Gov. Rick Perry’s proposal for an opt-in flat tax would primarily benefit the wealthiest Americans, according to a new analysis from the Tax Policy Center, a nonpartisan research organization. Compared with current tax policy, the plan would most likely reduce federal tax revenue by $570 billion, or about 15 percent.

The plan, released last week as part of Mr. Perry’s campaign for the Republican presidential nomination, allows taxpayers to calculate their personal income taxes under the existing tax code, which is progressive. But it also allows taxpayers to instead have their income taxed at a flat 20 percent rate.

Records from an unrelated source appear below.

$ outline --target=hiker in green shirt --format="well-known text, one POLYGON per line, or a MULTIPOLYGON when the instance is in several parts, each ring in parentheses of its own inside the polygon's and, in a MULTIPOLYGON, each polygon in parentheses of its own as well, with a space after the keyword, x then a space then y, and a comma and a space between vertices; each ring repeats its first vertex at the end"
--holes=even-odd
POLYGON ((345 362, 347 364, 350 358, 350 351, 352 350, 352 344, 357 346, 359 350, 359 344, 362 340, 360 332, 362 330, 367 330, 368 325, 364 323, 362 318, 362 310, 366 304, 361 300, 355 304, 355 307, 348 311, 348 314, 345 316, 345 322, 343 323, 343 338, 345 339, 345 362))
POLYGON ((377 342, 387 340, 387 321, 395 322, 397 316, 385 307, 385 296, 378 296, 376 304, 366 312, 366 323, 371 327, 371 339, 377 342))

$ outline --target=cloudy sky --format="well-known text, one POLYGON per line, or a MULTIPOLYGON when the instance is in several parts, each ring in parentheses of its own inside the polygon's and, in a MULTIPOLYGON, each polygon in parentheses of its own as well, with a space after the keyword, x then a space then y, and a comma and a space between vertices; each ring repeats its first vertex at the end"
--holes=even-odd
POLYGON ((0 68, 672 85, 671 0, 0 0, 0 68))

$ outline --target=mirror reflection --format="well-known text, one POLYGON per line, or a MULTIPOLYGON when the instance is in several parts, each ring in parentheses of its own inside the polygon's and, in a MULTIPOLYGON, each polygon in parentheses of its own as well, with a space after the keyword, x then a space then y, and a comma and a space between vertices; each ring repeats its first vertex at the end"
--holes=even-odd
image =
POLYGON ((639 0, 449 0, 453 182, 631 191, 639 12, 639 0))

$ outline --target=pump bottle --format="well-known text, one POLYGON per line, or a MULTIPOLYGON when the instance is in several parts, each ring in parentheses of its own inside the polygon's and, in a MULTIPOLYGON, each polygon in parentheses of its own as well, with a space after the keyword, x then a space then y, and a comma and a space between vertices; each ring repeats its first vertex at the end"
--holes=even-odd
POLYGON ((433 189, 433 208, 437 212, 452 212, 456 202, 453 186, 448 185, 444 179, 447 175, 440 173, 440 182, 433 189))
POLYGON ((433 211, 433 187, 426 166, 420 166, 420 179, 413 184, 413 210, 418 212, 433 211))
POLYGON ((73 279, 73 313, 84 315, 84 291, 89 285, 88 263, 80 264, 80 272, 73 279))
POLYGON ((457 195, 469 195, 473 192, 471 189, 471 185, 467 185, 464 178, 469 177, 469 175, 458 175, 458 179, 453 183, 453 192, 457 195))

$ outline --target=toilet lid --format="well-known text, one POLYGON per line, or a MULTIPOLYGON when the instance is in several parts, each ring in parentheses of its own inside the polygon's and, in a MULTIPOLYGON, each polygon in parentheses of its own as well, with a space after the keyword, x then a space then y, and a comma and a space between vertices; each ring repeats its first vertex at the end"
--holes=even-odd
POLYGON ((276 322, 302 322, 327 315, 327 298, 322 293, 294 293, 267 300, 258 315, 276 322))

In this alternative system, long-term capital gains, qualified dividends and Social Security benefits would not be taxed, and only a handful of deductions would be allowed. Once a household chooses the new system, it cannot switch back.

Because no one would be forced to use the alternate system, Mr. Perry has said, no one would have to pay higher taxes (at least initially; presumably if a family’s income changes a few years after entering the plan, it may no longer be advantageous). Even so, the greatest beneficiaries of the flat-tax option — that is, the households that would be most likely to switch to this system — are far and away the highest earners.

McClatchy ran a chart that helps drive the point home nicely:

Unlike Herman Cain’s infamous “9-9-9” plan, Perry’s approach manages to cut everyone’s taxes. There are, however, two catches. The first is that lower-income workers would get a very small cut, while millionaires and billionaires would be showered with another round of overly-generous breaks. It’s the Bush/Cheney strategy on steroids.

The second is that Perry won’t even try to pay for these massive tax breaks, and last week, his campaign argued he shouldn’t have to, since massive giveaways to the wealthy pay for themselves. In Grown-Up Land, this would, according to the Tax Policy Center’s analysis, add an additional $1 trillion to the debt in 2015, unless the costs are offset by brutal spending cuts that eliminate a large chunk of the federal government.

As for the larger takeaway from all of this, I think Bruce Bartlett has the right idea: “Mr. Perry’s plan cannot be taken seriously. I don’t think it’s meant to be, at least by those of us who don’t plan on voting in Republican primaries. It’s just a signaling device, telling the Republican faithful that they can trust Mr. Perry on the tax issue. Whether the plan makes any sense as a matter of policy is irrelevant to its purpose, which is to win him the Republican nomination.”